Is TPD insurance taxed in Australia?
If you bought TPD insurance through your super, then the premiums may be tax-deductible to your super fund. If you bought TPD insurance independently, through an insurer, the premiums are not tax-deductible.
Generally, benefits are not taxed for policies bought independently outside of a super. However, if you bought your policy through super, some of your payout may be taxed.
|Outside of super||Inside of super|
|Premiums||❌ Not tax-deductible||✅ Tax-deductible|
|Benefits||✅ Not taxed||⚠️ May be taxed|
Are TPD insurance premiums tax-deductible?
If you bought your TPD insurance independently – that means through an insurance company rather than a super fund – your premiums aren't tax-deductible.
However, if you have TPD insurance through your super, your fund may be eligible for a full or partial deduction. The amount your fund can deduct will depend on the type of cover you have.

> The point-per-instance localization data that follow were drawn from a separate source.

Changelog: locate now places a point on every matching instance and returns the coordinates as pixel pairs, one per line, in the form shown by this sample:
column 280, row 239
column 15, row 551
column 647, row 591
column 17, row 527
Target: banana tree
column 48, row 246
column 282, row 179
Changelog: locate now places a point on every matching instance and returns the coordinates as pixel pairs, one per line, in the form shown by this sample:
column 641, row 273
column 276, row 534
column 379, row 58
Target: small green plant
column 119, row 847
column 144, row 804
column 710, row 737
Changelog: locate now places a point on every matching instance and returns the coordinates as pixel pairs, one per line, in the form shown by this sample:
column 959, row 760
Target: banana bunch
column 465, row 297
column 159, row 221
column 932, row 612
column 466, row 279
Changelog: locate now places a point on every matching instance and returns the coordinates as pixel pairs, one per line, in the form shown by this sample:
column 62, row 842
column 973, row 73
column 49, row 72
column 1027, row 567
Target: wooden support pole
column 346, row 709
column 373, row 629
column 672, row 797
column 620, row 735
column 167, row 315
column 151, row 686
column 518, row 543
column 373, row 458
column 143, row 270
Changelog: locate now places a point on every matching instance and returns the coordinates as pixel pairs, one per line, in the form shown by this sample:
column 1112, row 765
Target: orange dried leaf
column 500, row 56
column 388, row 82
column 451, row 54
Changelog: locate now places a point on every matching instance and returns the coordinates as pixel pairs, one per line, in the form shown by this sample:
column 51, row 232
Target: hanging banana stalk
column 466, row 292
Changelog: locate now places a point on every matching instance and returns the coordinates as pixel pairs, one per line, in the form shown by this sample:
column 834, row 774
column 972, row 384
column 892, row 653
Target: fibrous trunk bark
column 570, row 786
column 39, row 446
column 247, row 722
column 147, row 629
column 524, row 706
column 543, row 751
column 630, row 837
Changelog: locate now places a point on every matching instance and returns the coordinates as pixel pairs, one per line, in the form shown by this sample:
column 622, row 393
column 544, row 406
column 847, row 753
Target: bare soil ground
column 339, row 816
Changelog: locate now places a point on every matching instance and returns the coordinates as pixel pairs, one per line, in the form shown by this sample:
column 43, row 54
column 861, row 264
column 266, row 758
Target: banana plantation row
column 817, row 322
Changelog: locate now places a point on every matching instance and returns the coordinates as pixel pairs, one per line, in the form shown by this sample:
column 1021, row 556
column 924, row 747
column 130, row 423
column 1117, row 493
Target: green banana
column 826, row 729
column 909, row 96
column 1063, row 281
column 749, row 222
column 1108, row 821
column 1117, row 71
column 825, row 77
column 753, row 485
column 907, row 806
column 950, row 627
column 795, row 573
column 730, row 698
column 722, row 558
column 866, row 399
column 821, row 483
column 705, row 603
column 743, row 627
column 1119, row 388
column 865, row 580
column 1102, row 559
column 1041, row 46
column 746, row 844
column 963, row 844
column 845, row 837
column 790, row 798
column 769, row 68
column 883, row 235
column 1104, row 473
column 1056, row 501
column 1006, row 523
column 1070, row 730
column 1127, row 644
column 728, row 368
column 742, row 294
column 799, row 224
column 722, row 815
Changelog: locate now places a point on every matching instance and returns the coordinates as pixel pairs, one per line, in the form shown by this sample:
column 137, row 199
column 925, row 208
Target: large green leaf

|Type of TPD||How much of your premium a fund can deduct|
|Any occupation with any of the following inclusions:||100%|
|Own occupation with any of the following inclusions:||67%|
|Own occupation bundled with death (life) cover||80%|
|Own occupation bundled with death (life) cover and any of the following inclusions:||80%|
Are TPD benefits taxed?
Sometimes. It depends on how you paid for your TPD insurance to begin with and whether you want to withdraw the money early from your super account.
- If you got TPD independently: If you got TPD outside of your super, the benefits generally aren't taxed. You'll get a lump sum if your claim is successful and it's yours to keep.
- If you got TPD through your super: The TPD benefit will be paid into your super account. If you choose to withdraw money from your super account early – that's between 55 and 60 years old depending on your date of birth – the money you withdraw will be taxed.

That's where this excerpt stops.